Journal of Pharmacology and Experimental Therapeutics
- Discipline: Pharmacology, therapeutics
- Language: English
- Edited by: Beverley Greenwood-Van Meerveld

Publication details
- History: 1909–present
- Publisher: Elsevier, on behalf of the American Society for Pharmacology and Experimental Therapeutics
- Frequency: Monthly
- Open access: Delayed, after 12 months; Hybrid
- Impact factor: 3.1 (2023)

Standard abbreviations
- ISO 4: J. Pharmacol. Exp. Ther.

Indexing
- CODEN: JPETAB
- ISSN: 0022-3565 (print) 1521-0103 (web)
- LCCN: sf80000806
- OCLC no.: 1606914

Links
- Journal homepage; Online access; Online archive;

= Journal of Pharmacology and Experimental Therapeutics =

The Journal of Pharmacology and Experimental Therapeutics is a monthly peer-reviewed scientific journal covering pharmacology. It was established in 1909 and is published by Elsevier on behalf of the American Society for Pharmacology and Experimental Therapeutics. The journal publishes mainly original research articles, and accepts papers covering all aspects of the interactions of chemicals with biological systems.

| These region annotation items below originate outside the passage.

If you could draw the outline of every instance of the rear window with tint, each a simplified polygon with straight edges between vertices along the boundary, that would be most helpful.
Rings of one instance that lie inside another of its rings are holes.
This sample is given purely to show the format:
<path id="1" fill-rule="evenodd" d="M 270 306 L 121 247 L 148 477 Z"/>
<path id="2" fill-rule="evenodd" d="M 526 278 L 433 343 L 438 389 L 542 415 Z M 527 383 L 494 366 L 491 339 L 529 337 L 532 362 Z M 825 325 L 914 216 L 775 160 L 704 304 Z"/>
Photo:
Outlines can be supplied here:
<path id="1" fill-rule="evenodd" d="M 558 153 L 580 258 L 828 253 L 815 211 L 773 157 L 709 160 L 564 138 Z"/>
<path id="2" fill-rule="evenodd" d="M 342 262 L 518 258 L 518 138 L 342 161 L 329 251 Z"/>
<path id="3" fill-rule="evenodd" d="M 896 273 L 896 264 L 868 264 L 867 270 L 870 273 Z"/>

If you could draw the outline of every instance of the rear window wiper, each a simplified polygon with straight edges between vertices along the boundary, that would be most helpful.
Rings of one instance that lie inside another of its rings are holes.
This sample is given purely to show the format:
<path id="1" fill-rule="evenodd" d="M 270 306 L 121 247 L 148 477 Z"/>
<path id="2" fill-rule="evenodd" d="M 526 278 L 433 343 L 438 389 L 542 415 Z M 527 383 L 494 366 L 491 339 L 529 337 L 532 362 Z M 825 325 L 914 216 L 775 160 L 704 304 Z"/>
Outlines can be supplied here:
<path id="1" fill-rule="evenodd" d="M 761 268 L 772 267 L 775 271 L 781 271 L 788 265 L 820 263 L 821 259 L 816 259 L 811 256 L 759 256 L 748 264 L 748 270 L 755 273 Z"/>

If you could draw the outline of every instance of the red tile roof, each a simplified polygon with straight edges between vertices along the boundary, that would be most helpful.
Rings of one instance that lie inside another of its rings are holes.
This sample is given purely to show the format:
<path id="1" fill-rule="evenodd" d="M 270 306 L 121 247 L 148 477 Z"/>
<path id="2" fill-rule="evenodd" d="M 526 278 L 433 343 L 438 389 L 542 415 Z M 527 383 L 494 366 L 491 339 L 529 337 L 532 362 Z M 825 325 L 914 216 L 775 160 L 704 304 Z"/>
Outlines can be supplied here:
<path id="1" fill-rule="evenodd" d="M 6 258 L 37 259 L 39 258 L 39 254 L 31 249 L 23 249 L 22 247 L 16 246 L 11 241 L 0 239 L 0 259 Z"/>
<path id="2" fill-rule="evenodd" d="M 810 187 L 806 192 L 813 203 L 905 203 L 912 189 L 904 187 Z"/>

John Jacob Abel founded the society in December 1908 when he invited 18 pharmacologists to his laboratory in order to organize a new society. At the end of the meeting Abel announced the establishment of the journal.

==Abstracting and indexing==
The journal is abstracted and indexed in:

- Biological Abstracts
- BIOSIS Previews
- Chemical Abstracts Service
- Current Contents/Life Sciences
- Embase
- Index Medicus/MEDLINE/PubMed
- Science Citation Index Expanded
- Scopus

According to the Journal Citation Reports, the journal has a 2023 impact factor of 3.1.